A keen interest in health policy has led her to work with the World Health Organization on ethical questions around reproductive medicine and research. Upon her return to academia, Vayena helped establish and coordinated the PhD program in Biomedical Ethics and Law at University of Zurich and was subsequently awarded a professorship by the Swiss National Science Foundation.
As a professor of health policy she founded the Health Ethics and Policy Lab to tackle pressing questions that arise through technological advances such as genomic technologies in healthcare and research.
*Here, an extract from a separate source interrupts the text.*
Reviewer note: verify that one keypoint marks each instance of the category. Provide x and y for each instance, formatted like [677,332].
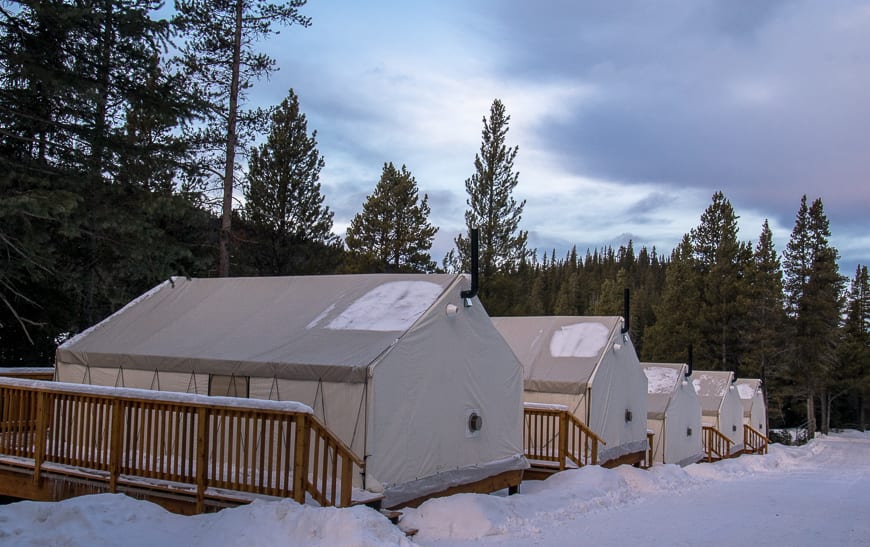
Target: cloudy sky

She received her habilitation from the University of Zurich in the field of bioethics and policy and has been appointed a Visiting Professor at the Center for Bioethics at Harvard Medical School and a Faculty Associate at the Berkman Klein Center for Internet & Society at Harvard University, where she was previously a Fellow.
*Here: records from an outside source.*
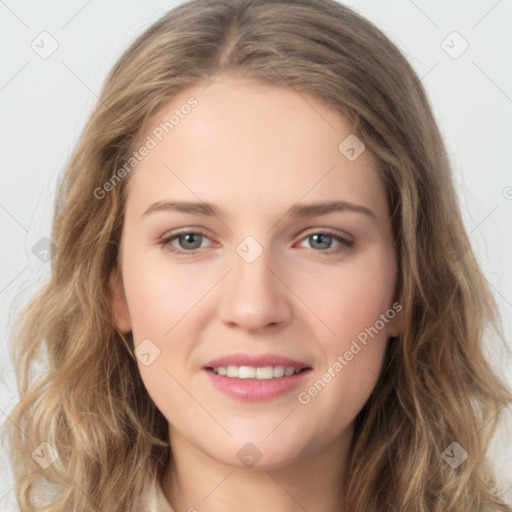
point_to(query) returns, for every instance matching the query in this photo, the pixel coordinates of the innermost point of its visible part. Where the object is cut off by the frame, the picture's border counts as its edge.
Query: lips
(251, 389)
(256, 361)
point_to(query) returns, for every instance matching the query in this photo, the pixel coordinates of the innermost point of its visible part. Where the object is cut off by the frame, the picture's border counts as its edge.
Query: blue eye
(323, 241)
(190, 242)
Effy Vayena believes in the value of interdisciplinarity and the application of practical knowledge to investigate ethical questions of personalised health. Her widely recognised research has allowed her to collaborate and build strong relationships with a variety of scholars in Switzerland and from renowned institutions abroad.
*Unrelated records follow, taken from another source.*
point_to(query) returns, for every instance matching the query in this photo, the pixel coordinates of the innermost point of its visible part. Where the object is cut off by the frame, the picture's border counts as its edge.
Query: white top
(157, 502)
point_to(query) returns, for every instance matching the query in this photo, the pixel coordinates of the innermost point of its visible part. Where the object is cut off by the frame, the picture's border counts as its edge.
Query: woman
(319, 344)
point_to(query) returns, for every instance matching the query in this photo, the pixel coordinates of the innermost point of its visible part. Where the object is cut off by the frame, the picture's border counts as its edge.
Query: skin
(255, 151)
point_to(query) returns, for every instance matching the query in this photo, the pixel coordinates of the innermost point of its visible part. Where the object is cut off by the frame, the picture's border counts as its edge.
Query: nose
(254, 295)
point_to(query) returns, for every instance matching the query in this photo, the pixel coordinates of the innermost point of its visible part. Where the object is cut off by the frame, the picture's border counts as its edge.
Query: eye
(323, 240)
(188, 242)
Vayena is a leading expert in the dynamic and diverse field of health data and ethics, successfully leveraging her international network to promote a fruitful debate about the ethics of health in the digital age. She has previously worked with the Wellcome Trust, OECD, Commonwealth Fund, Chatham House, and academic institutions and governments around the world. She was born in Greece and studied medicine history, public health and bioethics at universities in Athens, London, Minnesota and Harvard. From 2000-2007 she worked as a technical manager for the WHO in the field of reproductive medicine and ethics. Since 2007 she has been a research associate and coordinator of the PhD program in biomedical ethics and law at the University of Zurich. She is researching, among others, the ethics of personalized medicine, the moral question of genetic testing, and the ethical challenges of using Big Data within health research and clinical practice.